Out west, army predation and a gold rush of settlers raised tensions and forced a reluctant Grant to order the removal of the Lakota. In November 1864, at Sandy Creek (Colorado), US troops killed and scalped 160 Cheyenne. In 1868, a treaty recognized the Black Hills, sacred land, as territory of the Lakota people, the Oglala Sioux, but six years later the army sent in a flashy colonel, George Armstrong Custer, and a thousand troopers of the Seventh Cavalry who confirmed the presence of seams of gold. Prospectors poured into the Hills, founding Deadwood and other raucous mining camps. In June 1876, Sitting Bull, supreme chief of the Sioux and holy man, performed a sun dance and in his trance saw ‘soldiers falling into his camp like grasshoppers from the sky’. He and fellow leader Crazy Horse put together a multitribal alliance and launched a war.

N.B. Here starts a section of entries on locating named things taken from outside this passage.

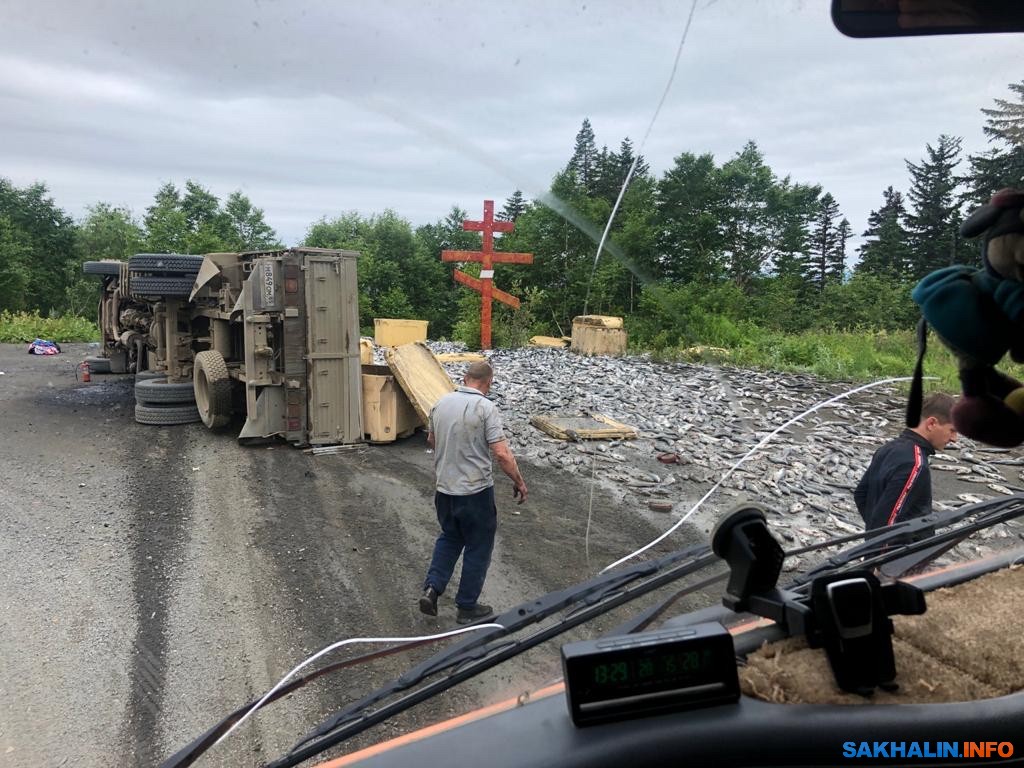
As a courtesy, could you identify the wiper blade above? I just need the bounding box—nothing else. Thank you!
[787,494,1024,592]
[160,640,454,768]
[268,545,719,768]
[162,494,1024,768]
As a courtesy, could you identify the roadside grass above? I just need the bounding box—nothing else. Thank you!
[0,310,99,344]
[652,327,1024,393]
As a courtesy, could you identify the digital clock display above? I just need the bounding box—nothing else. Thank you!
[592,648,715,689]
[562,623,739,725]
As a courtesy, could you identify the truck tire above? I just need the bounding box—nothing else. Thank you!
[128,253,203,275]
[193,349,231,429]
[135,376,196,406]
[135,402,200,427]
[128,274,196,299]
[85,357,111,374]
[82,261,124,276]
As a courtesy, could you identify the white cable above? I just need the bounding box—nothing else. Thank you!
[584,453,597,570]
[583,0,697,314]
[601,376,936,573]
[213,624,505,746]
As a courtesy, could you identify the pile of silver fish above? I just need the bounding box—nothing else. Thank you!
[430,342,1024,568]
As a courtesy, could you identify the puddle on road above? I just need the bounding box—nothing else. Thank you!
[36,378,134,406]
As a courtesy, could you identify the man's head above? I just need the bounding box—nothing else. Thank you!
[913,392,956,451]
[462,361,495,394]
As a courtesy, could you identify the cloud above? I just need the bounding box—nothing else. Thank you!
[0,0,1019,243]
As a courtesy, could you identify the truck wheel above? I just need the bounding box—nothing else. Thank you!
[193,349,231,429]
[135,376,196,404]
[128,275,196,299]
[135,402,200,427]
[128,253,203,275]
[82,261,124,275]
[85,357,111,374]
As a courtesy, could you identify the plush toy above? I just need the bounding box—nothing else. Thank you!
[907,189,1024,447]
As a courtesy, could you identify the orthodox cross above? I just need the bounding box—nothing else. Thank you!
[441,200,534,349]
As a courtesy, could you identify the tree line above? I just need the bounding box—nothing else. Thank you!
[0,81,1024,347]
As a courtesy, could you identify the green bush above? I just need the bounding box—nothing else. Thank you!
[0,311,99,344]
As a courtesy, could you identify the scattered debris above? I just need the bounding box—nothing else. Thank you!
[529,336,568,349]
[529,414,639,441]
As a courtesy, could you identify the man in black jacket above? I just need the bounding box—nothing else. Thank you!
[853,392,956,530]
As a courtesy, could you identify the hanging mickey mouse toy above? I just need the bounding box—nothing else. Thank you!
[907,189,1024,447]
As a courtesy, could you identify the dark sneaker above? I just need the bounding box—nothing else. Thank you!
[420,587,437,616]
[455,603,495,624]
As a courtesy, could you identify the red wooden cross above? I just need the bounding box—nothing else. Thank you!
[441,200,534,349]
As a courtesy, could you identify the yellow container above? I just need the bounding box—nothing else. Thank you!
[374,317,427,347]
[569,314,627,355]
[359,336,374,366]
[362,366,423,442]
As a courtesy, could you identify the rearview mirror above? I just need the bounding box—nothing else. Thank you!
[831,0,1024,37]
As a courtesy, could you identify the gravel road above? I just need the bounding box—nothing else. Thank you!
[0,345,695,768]
[0,345,1021,767]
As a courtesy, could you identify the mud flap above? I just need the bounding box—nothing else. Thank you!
[239,387,285,440]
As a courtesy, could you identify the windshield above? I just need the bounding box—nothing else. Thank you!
[0,0,1024,766]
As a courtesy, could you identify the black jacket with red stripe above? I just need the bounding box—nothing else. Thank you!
[853,429,935,530]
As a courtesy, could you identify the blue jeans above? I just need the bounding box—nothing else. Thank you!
[423,485,498,608]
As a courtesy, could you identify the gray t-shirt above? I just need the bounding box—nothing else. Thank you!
[427,387,505,496]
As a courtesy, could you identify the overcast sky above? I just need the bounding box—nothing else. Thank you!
[0,0,1024,252]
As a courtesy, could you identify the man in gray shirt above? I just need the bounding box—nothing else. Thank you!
[420,362,526,624]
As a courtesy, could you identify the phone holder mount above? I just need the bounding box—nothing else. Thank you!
[711,504,926,696]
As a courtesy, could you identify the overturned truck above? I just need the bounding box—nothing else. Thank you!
[83,248,362,445]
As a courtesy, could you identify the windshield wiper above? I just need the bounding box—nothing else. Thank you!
[162,495,1024,768]
[267,545,719,768]
[787,494,1024,592]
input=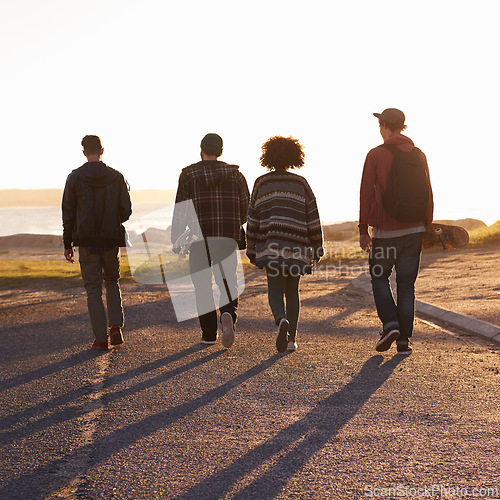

Down south, in Texas, the Comanche kidnapping of a white boy now provoked military action. America, said General Sherman, must not ‘submit to this practice of paying for stolen children. It is better the Indian race be obliterated.’ Troops, backed by Tonkawa scouts, attacked Comanche villages, hunting down Quanah, whose surrender marked the end of Comancheria.*

In the Dakotas, several army columns converged on Lakota villages. Grant loathed the insubordinate, narcissistic self-publicist Custer, a daredevil with long blond hair and fringed buckskin costumes, who had opposed Reconstruction, had been court-martialled for shooting deserters and had recently murdered more than 100 southern Cheyenne women and children. Grant banned this ‘not very level-headed man’ from the expeditions, but acquiesced when the general in command requested his presence.

On 17 June, Crazy Horse defeated a column under General Crook. At Greasy Grass, on 25 June, the overconfident Custer and his men were ambushed by Sitting Bull, Crazy Horse and several hundred braves and wiped out in thirty minutes, with 267 killed. Custer was found shot in the head, stripped naked, an arrow through his penis.